The Einstein class entered service in small numbers in 2196, unlike most single nacelle designs the Einstein had a secondary hull mounted atop the primary hull, with the single warp nacelle mounted ventrally. The secondary hull was based on the design used on the Horizon class of Heavy Cruiser of 2190.
The selection of a single engine design for long range independent exploration and survey work was controversial, but the proponents of the class felt that the greater efficiency and resultant increase in range that the use of a single nacelle gave was a compelling reason for the construction of the class. The ships of the class were rebuilt between 2205 and 2210 with improved drive systems and the addition of an enlarged hangar deck at the rear of the secondary hull.
Compared to its contemporaries, the use of the single nacelle was rare, but the class did demonstrate many of the benefits anticipated with the addition of improved manoeuvrability. However the class did suffer from some instances of stranding following engine failure, fortunately never on any long range missions. The overall success of the design led to the single engine Destroyer and Scout designs of the mid 23rd Century.

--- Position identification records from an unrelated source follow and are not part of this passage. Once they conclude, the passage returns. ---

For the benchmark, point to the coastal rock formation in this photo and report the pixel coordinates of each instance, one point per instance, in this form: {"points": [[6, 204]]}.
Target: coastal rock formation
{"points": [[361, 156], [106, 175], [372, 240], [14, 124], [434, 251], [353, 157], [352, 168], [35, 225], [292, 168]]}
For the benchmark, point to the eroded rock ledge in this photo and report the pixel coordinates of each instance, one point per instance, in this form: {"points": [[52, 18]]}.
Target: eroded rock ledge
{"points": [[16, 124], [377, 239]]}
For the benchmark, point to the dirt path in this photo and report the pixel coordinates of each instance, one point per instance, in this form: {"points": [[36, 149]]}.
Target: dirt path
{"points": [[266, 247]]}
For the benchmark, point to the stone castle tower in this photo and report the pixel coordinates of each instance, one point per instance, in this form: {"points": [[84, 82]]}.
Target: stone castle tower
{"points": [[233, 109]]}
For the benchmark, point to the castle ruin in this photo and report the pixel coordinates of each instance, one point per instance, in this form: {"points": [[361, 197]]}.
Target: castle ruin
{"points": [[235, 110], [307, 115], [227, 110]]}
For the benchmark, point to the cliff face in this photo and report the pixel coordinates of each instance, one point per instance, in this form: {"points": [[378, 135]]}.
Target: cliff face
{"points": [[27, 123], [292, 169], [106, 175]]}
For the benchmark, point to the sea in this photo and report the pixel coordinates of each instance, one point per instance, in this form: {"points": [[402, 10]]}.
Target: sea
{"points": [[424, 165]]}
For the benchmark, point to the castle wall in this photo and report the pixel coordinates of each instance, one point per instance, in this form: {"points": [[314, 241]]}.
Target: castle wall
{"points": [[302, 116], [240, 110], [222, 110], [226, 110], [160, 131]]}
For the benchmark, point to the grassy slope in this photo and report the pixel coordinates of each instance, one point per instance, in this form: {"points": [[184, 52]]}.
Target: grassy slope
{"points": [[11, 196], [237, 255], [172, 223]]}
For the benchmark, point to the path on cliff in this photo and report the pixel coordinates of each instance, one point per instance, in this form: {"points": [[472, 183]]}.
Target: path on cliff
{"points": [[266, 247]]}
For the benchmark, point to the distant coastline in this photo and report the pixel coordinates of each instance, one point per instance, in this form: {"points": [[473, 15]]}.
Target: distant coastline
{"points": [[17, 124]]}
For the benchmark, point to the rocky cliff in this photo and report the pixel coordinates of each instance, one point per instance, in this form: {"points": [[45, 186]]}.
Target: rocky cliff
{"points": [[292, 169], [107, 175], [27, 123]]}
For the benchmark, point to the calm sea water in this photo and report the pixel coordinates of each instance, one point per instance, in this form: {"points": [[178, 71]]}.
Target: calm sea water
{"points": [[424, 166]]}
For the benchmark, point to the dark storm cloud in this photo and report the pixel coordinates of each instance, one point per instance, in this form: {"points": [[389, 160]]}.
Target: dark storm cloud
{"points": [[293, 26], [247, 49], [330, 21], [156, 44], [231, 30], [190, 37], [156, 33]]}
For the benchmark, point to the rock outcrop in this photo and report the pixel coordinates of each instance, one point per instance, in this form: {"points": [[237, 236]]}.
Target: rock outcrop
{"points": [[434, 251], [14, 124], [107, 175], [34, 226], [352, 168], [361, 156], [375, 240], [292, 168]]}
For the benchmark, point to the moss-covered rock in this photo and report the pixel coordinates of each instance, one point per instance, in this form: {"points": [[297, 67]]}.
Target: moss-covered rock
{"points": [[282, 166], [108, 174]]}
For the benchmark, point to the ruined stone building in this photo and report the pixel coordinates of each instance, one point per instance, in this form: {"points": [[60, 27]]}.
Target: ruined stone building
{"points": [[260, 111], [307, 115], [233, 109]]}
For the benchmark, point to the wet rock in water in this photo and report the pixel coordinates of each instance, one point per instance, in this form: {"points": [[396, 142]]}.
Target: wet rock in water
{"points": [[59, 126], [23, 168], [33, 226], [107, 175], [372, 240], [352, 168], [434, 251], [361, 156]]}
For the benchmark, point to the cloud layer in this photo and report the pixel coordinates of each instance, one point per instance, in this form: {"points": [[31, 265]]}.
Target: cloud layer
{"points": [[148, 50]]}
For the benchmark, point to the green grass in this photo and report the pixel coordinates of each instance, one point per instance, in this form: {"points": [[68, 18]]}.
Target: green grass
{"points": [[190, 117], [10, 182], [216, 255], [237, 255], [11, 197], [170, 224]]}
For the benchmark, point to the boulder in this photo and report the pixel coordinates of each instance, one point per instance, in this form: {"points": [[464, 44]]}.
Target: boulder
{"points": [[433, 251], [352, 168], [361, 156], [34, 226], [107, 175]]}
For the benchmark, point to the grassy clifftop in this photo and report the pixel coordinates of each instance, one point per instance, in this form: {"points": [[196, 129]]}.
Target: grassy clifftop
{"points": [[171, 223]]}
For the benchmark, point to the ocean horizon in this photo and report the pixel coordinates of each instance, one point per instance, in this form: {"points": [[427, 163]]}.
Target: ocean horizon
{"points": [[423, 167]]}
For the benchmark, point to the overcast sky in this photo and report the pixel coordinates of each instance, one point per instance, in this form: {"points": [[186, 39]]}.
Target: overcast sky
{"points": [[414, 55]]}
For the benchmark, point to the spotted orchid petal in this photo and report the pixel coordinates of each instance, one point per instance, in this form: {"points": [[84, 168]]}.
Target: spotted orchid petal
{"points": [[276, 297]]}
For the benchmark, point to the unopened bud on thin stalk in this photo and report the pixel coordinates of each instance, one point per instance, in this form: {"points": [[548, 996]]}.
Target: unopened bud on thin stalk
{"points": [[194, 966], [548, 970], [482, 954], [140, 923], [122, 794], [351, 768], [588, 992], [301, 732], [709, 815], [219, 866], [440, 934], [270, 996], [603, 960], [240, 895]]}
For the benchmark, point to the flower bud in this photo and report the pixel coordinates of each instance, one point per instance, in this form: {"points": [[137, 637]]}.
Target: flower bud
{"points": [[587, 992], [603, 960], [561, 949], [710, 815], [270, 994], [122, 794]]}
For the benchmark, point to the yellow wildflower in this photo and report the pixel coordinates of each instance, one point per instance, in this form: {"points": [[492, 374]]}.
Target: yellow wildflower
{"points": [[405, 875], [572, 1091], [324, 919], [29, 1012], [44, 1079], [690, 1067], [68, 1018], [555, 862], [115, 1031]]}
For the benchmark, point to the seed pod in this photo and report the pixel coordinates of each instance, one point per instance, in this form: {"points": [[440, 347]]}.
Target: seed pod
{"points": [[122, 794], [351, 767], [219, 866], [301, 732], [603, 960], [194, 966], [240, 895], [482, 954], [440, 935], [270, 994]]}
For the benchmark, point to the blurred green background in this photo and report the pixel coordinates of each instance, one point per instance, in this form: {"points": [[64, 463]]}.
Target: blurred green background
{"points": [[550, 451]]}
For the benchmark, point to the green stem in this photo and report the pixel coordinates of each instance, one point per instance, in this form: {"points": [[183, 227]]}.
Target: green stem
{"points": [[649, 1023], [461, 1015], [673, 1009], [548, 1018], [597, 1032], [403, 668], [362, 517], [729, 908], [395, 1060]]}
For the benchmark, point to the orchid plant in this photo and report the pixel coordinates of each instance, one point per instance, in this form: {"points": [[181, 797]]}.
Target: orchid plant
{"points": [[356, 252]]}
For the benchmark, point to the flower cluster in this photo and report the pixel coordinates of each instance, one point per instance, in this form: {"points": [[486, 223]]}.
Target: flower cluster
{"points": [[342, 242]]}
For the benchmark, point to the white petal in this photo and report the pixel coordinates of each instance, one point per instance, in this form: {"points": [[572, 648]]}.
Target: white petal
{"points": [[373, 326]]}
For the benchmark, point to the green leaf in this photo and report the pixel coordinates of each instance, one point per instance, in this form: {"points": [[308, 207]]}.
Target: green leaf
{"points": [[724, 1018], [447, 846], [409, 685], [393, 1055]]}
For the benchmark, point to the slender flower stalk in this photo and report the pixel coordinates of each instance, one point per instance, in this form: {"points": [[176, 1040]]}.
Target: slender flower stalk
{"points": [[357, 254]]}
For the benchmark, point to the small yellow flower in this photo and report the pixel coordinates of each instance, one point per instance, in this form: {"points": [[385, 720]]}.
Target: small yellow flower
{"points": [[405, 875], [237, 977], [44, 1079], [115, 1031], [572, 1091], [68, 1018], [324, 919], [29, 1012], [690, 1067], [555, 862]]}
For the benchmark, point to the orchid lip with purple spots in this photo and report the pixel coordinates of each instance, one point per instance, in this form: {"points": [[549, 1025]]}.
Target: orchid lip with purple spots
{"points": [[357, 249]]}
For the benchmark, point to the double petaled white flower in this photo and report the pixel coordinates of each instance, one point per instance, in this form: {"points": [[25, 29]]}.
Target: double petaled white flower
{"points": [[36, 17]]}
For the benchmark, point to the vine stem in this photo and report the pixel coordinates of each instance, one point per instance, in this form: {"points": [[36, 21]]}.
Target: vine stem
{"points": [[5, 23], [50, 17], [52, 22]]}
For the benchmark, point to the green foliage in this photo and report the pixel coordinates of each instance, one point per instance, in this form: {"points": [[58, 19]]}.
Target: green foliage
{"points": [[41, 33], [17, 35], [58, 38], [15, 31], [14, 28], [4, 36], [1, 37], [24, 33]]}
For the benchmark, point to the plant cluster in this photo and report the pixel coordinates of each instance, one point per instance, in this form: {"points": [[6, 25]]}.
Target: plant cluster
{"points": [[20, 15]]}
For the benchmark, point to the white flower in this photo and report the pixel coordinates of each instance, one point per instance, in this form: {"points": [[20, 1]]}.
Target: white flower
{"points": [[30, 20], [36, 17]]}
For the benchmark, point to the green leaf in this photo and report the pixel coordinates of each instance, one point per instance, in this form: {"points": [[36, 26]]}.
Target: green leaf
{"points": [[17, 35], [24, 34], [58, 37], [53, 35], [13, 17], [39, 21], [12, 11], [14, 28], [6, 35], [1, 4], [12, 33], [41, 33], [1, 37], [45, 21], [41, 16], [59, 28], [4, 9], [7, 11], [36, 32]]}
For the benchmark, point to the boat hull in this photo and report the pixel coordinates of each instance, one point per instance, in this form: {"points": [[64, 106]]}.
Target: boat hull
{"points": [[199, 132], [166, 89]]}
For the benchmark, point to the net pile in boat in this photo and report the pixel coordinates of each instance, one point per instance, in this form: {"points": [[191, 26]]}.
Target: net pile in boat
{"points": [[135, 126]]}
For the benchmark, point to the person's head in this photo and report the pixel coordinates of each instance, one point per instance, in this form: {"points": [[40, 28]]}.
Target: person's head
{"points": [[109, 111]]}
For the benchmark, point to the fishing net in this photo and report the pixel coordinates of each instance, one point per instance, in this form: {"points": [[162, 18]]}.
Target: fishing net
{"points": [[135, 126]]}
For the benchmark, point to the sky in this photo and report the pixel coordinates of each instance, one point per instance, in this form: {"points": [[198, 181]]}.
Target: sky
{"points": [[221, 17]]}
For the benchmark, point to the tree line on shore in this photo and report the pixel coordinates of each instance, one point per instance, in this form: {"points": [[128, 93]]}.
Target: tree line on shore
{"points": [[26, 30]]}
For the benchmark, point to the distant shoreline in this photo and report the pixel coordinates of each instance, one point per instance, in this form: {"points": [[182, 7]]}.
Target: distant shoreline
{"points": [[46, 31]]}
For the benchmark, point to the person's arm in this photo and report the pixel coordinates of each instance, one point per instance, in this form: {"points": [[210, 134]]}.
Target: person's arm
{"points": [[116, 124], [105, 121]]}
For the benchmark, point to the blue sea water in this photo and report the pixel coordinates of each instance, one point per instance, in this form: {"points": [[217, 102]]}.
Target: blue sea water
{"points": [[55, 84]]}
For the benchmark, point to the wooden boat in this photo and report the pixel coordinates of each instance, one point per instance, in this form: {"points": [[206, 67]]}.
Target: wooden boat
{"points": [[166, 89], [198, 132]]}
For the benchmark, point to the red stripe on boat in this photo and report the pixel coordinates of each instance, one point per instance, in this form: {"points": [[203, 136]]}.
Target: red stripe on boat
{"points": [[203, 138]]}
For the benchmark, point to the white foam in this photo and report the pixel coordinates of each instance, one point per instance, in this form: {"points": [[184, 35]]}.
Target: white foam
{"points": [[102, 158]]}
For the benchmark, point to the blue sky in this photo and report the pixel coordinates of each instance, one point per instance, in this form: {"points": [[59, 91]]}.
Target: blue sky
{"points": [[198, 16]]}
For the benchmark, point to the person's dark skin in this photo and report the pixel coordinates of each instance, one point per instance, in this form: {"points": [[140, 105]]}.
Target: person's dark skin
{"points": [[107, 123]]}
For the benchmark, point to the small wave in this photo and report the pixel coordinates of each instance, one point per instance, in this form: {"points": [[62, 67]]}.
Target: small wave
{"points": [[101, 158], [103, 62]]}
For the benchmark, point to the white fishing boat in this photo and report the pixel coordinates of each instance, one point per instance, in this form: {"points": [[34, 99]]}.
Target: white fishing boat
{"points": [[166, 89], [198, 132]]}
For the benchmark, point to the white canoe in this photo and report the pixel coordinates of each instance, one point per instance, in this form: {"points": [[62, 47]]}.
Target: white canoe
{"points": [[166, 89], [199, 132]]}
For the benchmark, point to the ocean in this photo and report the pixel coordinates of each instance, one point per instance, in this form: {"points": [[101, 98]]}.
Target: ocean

All 16 ships of the class were decommissioned or retired by 2233, the last in service the USS Kelvin NCC-514 was retired to the Starfleet Museum after a successful long range exploration mission under the legendary Captain Robau, and his first officer George Kirk.
Unusually after the retirement of the class their registry range was reused for the similar Saladin design – it is believed that this was done in part to make it appear the new Saladin class destroyers were actually rebuilt explorers.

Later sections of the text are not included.